According to research by nutritionists, rabbit meat is good for you. It’s sweet, succulent and flavoursome, and the meat combines both healthy eating and good flavours. What else does one needs?
Rabbit meat is not particular to a tribe or a country but consumed all over the world in soups, stews, barbecue, or as a roast. Rabbits are considered one of the easiest animals to raise, and their overall maintenance tends to be less stressful and economical.
Raising rabbits for food has many benefits. Rabbit is considered a white meat and has minimal fat content. It’s also low in calories and cholesterol-free. Compared to other meats, rabbit has less sodium and contains a higher amount of metabolism, boasting phosphorus and calcium. Eating rabbit aids a varied and balanced diet. A balanced food providing energy and fitness.
An excellent source of vitamins, minerals and trace elements: High in vitamins B3 and B12, phosphorus, potassium and selenium. It contributes to a good balance of vitamins and minerals for daily dietary requirements. A meat with an excellent balance of fatty acids (rabbit is richer in omega 3 than chicken or pork. At the same time lesser in cholesterol than chicken or pork, even beef. That makes it even on a high advantage compared to most meats we consume.
To successfully raise rabbits for their meat on your farm, you need to make sure you choose the correct breed.
Listed below are the best meat rabbits in the world and included important information about each breed’s capability as a meat producer.
New Zealand Rabbits
There are two common breeds of New Zealand Rabbits, viz a viz New Zealand White and New Zealand Red. The most common around us remains the best meat producer; New Zealand White.

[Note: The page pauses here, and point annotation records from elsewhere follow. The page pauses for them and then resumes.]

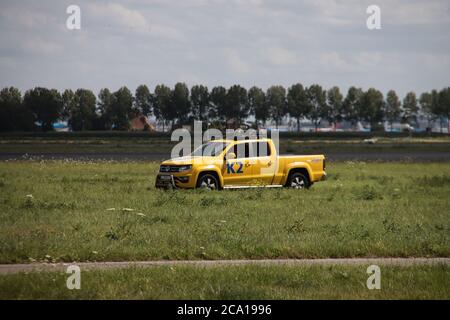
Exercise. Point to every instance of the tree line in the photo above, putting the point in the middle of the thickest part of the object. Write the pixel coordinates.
(40, 108)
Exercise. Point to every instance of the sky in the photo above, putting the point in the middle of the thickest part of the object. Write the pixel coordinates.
(226, 42)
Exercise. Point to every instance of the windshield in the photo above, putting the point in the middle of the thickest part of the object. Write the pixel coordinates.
(209, 149)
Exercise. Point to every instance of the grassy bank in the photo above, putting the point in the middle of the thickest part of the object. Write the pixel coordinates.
(66, 211)
(158, 143)
(238, 282)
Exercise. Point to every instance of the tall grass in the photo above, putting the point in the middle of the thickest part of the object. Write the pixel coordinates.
(94, 211)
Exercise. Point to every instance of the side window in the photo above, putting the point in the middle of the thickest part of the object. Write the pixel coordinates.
(242, 150)
(263, 149)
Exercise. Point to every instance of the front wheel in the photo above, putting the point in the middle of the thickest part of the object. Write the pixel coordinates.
(208, 182)
(298, 181)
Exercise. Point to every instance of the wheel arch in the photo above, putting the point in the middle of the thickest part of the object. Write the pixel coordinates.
(212, 171)
(302, 168)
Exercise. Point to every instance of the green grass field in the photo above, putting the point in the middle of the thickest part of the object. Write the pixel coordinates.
(234, 282)
(94, 211)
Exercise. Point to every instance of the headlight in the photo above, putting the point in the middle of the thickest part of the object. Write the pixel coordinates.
(185, 168)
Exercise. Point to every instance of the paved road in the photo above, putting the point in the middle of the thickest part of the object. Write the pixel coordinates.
(344, 156)
(32, 267)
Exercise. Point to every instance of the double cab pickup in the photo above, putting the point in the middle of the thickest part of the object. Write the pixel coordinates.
(220, 164)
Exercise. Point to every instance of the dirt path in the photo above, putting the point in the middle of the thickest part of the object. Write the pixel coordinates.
(16, 268)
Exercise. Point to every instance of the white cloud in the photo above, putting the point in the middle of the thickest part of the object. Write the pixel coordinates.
(235, 62)
(118, 14)
(42, 47)
(281, 56)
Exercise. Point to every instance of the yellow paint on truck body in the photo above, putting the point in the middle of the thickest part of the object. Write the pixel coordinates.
(261, 167)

The New Zealand White rabbit breed is by far the most common and the most popular best meat rabbit. It’s estimated that 90% of the rabbits raised for meat are New Zealand rabbits. One reason may be that this rabbit breed puts on weight quickly and has an exceptional meat-to-bone ratio. New Zealand rabbits grow rapidly as well. By 8 weeks old, pure breed kits with good genetic combinations have reached close to 2.5 kilograms, with adults maturing to 5 or 6.5 kilograms.

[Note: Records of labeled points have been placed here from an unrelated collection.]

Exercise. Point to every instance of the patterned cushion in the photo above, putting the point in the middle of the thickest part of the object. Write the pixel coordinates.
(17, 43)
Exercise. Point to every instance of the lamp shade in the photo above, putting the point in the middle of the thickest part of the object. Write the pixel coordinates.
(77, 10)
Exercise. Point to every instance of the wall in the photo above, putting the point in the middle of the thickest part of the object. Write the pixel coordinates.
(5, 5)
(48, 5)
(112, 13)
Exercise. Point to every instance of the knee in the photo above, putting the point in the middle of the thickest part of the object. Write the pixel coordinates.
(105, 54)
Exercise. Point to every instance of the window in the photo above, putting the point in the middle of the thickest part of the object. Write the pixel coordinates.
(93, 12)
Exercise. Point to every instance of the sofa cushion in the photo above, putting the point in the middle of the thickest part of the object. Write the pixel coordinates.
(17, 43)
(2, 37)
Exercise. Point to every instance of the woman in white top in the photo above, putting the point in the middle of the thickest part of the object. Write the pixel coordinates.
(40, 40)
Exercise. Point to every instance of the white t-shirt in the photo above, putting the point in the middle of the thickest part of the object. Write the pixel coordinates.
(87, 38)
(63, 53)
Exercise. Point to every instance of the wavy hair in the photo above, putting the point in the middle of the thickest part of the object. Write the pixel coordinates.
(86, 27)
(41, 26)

Despite their name, the New Zealand rabbit actually originated in America and dates to the early 1900s. They are an ideal meat rabbit in any rabbit farm.

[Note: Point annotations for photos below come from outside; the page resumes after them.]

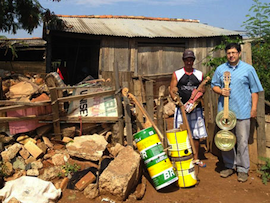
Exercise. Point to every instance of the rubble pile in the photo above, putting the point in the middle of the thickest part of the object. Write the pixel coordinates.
(87, 163)
(85, 156)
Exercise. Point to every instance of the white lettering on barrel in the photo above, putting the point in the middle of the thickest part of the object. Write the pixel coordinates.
(144, 155)
(83, 104)
(169, 173)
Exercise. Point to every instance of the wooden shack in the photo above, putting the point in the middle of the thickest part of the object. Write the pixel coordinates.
(136, 46)
(134, 51)
(28, 55)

As the second most popular meat-producing breed in the world, the California rabbit weighs between 5 to 6 kilograms. While considered a fancy breed raised for their fur, as a meat rabbit, this breed is stocky and fast growing. When harvested, they supply a good production of meat. The California rabbit breed tends to have a gentle disposition, making them easier to raise. They are a crossbreed between Chinchilla rabbits and New Zealand Whites.
American Chinchilla Rabbits
The American Chinchilla rabbit breed is considered a dual-purpose rabbit, as they’re used for both their meat and their fur. With a stocky body and a weight of up to 5.4 kilograms, they are considered one of the best meat rabbit breeds in the world.
The American Chinchilla rabbit is often sought for their high-quality deep loin and broad shoulder, which can be found in a variety of smoked and cooked dishes from many different countries. Due to their popularity, the American Chinchilla is listed as an endangered breed of rabbit.
Kindly note that the above three breeds are the few best selected out of others. Also note that the above information is based on good pure and quality breeds of pedigree genetic combinations and not the over diluted qualities we have around. Hence, before you argue, kindly embark on a personal research first. As a matter of fact some of the breeds list (such as the New Zealand Breed) can surpass the above kilograms.
Hyla Rabbit :
Hyla rabbits are broiler rabbits that were developed by Eurolap company through series of genetic selection, modification and crossing of the California, New Zealand White and some other meat rabbits.
They are known for their fast growth rate, speedy muscular development, large litters and resistance to diseases.
Due to their rapid maturation, they reach table size (2kg) at 3 months of age.
In a bid to produce rabbits that are fast-growing, have speedy muscular development.
Higher meat to bone ratio, big feed conversion ratio, large litters and high resistance to diseases.